When he emerged once more into the hot, dry air, a much more enjoyable sensation than the perpetual humidity of Tyfanevius' grot, his eyes actively scanned for the mana signature of the one arrogant enough to forbade his return.
"Huh..." Slylth noted the presence of the female's Essence but not her mana signature.
He took to the air just to be sure.
True to his expertise in detecting Magic, there was no Gwen. However, he did sense many new magical signatures in the enormous square atop the Bunker, where the city mustered its Rat-kin troops.

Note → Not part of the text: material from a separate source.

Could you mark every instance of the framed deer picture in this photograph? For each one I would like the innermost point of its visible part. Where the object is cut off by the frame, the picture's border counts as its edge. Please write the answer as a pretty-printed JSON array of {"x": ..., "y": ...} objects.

Within the half-constructed square, hundreds of Mages who looked newly arrived were assessed by the city's chief security officers, the human swordswoman Lulan Li, and the brutal body of brother Golos, who lounged on a stage, sunning his brilliant-blue scales.
To think he had expected the female to be waiting for him, not like a dutiful wife, but at least be present.
Slylth touched a finger to his storage ring, struck by a sudden thought. Tyfanevius had given him many gifts in rare foodstuffs and elixirs. He had thought of sharing some with the angry female upon his return, but if she wasn't here to receive them...
Perhaps Brother Golos would like to partake, and in the aftermath... they could boast to the Regent the consequences of her tardy arrival.